We took the six most representative DTSGs, namely, China fir, masson pine, cypress, oak, cyclobalanopsis and birch as examples, and selected their stand volume growth curves in forestland within MSH and MSSH, which are denoted by degrees II, III and IV, naturally grown and planted, RD and NRD, in order to compare the stand volume growth rate of different DTSGs under various environmental conditions. The results are shown in Figure 11. From each plot in Figure 11, we determined that the stand volume growth rates of coniferous DTSG were basically higher than those of broad-leaved DTSG in the Guizhou Plateau, especially China fir and masson pine. The stand volume of China fir grew fastest in the NRD forestland, followed by masson pine, whereas the highest growth rate was found for masson pine in the RD forestland, followed by China fir. In most cases, the stand volume growth rates of cypress were close to those of broad-leaved DTSG. In the MSH zone, the stand volume growth curves of the three broad-leaved trees were relatively close to each other but differed largely in the MSSH zone. A significant effect of the site quality degree on stand volume growth could be found by comparing each column in Figure 11. With the decline in the site quality degree, the growth rates of stand volume decrease remarkably, especially in coniferous DTSG. By comparing the first and second rows of Figure 11, it was found that climatic zones had a significant influence on the stand volume growth curves: the growth rates of stand volume of all plantations in the degree II forestland within the MSSH zone increased significantly compared with those within the MSH forestland; however, the increment decreased rapidly as the site quality downgraded, especially the masson pine, whose growth rates became even lower than MSH zone in the MSSH–degree III and IV forestland. There were obvious differences between different stand origins in the broad-leaved stand volume growth curves in the MSH–degree II–NRD forestland when comparing the first and third rows in Figure 11, but this situation was not the case for the coniferous and in the other site quality degrees. The comparison between the first and fourth rows of Figure 11 suggests that there were only a few changes between the RD and NRD forestland in the selected stand volume growth rates in the MSH zone, except for China fir, which declined dramatically in the RD area.
To reveal the growth rate rules of all stand volumes in the Guizhou Plateau, we calculated the growth rates every five years of the 959 growth curves until 100 years.
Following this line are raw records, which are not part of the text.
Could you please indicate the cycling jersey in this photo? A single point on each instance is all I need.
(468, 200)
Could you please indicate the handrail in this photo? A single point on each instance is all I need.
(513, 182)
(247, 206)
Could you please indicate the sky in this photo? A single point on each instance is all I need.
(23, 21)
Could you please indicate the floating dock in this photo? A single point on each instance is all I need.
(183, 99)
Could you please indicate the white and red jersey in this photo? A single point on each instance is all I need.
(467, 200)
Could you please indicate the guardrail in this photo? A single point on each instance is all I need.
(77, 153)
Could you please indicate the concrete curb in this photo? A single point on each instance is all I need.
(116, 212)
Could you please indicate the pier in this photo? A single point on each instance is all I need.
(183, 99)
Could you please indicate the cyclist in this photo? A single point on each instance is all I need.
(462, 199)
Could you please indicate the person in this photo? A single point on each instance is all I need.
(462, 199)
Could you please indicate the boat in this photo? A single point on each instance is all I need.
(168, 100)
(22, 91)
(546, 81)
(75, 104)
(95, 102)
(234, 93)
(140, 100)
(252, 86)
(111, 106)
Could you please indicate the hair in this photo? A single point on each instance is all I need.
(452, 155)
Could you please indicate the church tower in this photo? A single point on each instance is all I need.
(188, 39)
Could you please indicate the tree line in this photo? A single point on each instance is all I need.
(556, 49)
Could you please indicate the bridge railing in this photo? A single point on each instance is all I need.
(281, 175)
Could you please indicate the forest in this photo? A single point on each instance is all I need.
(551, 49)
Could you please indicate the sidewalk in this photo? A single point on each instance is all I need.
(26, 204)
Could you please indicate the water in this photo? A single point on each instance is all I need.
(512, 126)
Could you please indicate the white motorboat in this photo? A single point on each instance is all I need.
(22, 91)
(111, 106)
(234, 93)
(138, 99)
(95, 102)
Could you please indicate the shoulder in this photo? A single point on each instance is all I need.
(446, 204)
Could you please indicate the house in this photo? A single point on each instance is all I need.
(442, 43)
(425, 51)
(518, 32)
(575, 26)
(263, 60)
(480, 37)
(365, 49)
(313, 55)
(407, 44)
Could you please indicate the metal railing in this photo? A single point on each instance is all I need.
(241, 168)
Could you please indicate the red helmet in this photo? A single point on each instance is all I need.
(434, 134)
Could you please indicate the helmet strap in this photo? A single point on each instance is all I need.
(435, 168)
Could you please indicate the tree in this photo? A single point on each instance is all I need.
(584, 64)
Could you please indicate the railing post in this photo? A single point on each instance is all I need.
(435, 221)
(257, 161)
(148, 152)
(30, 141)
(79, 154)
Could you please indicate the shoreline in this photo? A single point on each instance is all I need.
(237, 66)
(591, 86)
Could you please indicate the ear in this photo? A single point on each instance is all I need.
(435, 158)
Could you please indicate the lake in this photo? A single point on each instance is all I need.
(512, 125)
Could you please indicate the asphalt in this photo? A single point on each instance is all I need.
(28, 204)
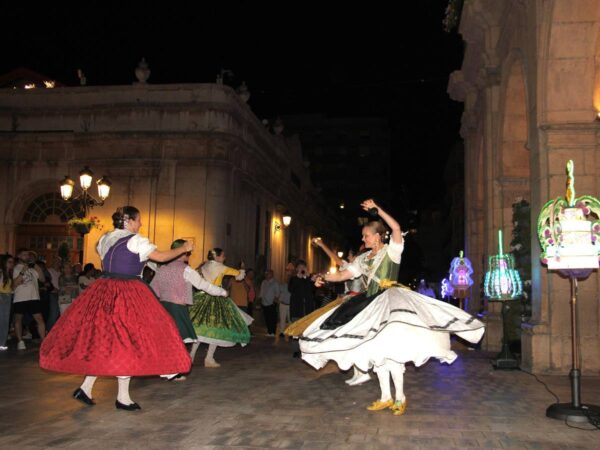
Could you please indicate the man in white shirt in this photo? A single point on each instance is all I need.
(26, 275)
(284, 307)
(269, 292)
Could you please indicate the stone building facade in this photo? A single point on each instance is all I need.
(193, 158)
(530, 82)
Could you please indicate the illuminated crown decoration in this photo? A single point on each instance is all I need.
(568, 229)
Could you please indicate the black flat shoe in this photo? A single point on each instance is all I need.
(132, 407)
(82, 397)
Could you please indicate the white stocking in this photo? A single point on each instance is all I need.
(88, 385)
(397, 371)
(123, 394)
(195, 346)
(210, 354)
(383, 374)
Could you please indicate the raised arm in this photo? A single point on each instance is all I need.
(396, 235)
(168, 255)
(319, 243)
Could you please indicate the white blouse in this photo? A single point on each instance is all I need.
(137, 244)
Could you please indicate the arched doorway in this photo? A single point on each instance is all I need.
(44, 229)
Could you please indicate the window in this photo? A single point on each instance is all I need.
(51, 204)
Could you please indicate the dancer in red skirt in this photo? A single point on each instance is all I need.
(117, 327)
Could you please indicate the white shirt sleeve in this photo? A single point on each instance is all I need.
(395, 250)
(200, 283)
(241, 276)
(141, 245)
(355, 267)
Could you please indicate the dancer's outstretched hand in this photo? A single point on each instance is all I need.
(189, 246)
(369, 204)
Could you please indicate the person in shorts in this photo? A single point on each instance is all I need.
(26, 300)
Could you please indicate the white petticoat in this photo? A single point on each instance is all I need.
(399, 325)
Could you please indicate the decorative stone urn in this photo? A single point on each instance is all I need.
(142, 72)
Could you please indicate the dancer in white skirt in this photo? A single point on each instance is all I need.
(388, 325)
The majority of the stand volume growth rates ranged from 0 to 5 m3 ha−1 a−1, accounting for 68.72%. Twenty-six percent of the maximum growth rates of stand volume were distributed between the range of 3–4 m3 ha−1 a−1, followed by 4–5 m3 ha−1 a−1 (18.77%), 2–3 m3 ha−1 a−1 (16.68%), and 6–10 m3 ha−1 a−1 (16.16%). Most of the growth curves (41.19%) peaked in the years between 0 and 5, followed by the years between 5 and 10 (25.65%) and 10 and 15 (18.98%), indicating that the forest stand volume in the Guizhou Plateau grew fast in the sapling and young forest stages. Almost all of the lowest growth rates of the growth curves (88.11%) were concentrated in the last five years before 100, i.e., 95–100, implying that the stand volume growth declined with increasing stand age after their flourishing growth period.

4.1.2. Growth Upper Limit

The parameter a of the Richards growth function represents the theoretical maximum value of stand volume growth. According to the a column in Part III of supplementary materials, Table S8, the growth upper limits of all stand volumes in the Guizhou Plateau were concentrated in the range of 50–100 m3 ha−1, accounting for 44.84%, followed by 50–100 m3 ha−1 (20.13%), 100–150 m3 ha−1 (15.43%), and 150–200 m3 ha−1 (9.18%). The maximum value of stand volume growth upper limit was in reference to masson pine in MSSH–degree II forestland, reaching 644.90 m3 ha−1, while the minimum value corresponded to the plantation of broad-leaved mixed tree species (groups) in SSH–degree II–PRD and RD forestland, only 14.54 m3 ha−1.
Figure 12 demonstrates the distribution of the growth upper limit among different DTSG, climatic zones, site quality degrees, stand origins and rocky desertification types. The growth upper limits of coniferous stand volume were significantly higher than those of broad-leaved stands after the t-test (p < 0.01) (Figure 12a), averaging 137.56 m3 ha−1 and 54.54% higher than the broad-leaved stand volume. The highest growth upper limits corresponded to coniferous trees, such as masson pine, Yunnan pine, and China fir, while the lowest referred to the broad-leaved trees, including locust, camphor, and melia. The growth upper limit of stand volume in the MSH zone reached 110.49 m3 ha−1, approximately 12.83% higher (p < 0.05) than that in the SSH zone (Figure 12b). For the growth upper limit of stand volume at different site quality degrees, except for the nonsignificant difference between degree III and degree IV, the rest all had significant differences: degree II (131.16 m3 ha−1) > degree III (108.23 m3 ha−1) > degree IV (104.39 m3 ha−1) > degree V (90.81 m3 ha−1) (Figure 12c). From the perspective of stand origin, the average upper limits of stand volume of plantations (111.06 m3 ha−1) were higher than those of natural stands (102.77 m3 ha−1), but the differences were not significant (p > 0.05) (Figure 12d). Although there were no significant differences between the NRD and PRD forestlands (p > 0.05) in the upper limits of stand volume, both NRD and PRD forestlands were noticeably higher than RD forestlands (p < 0.05) (Figure 12e), which could be sorted in descending order as follows: NRD (122.22 m3 ha−1) > PRD (111.97 m3 ha−1) > RD (96.94 m3 ha−1). The distribution of the growth upper limits of stand volume basically complied with the plant growth pattern in Guizhou Plateau [15], which indicates that the fitted growth equations are relatively reasonable.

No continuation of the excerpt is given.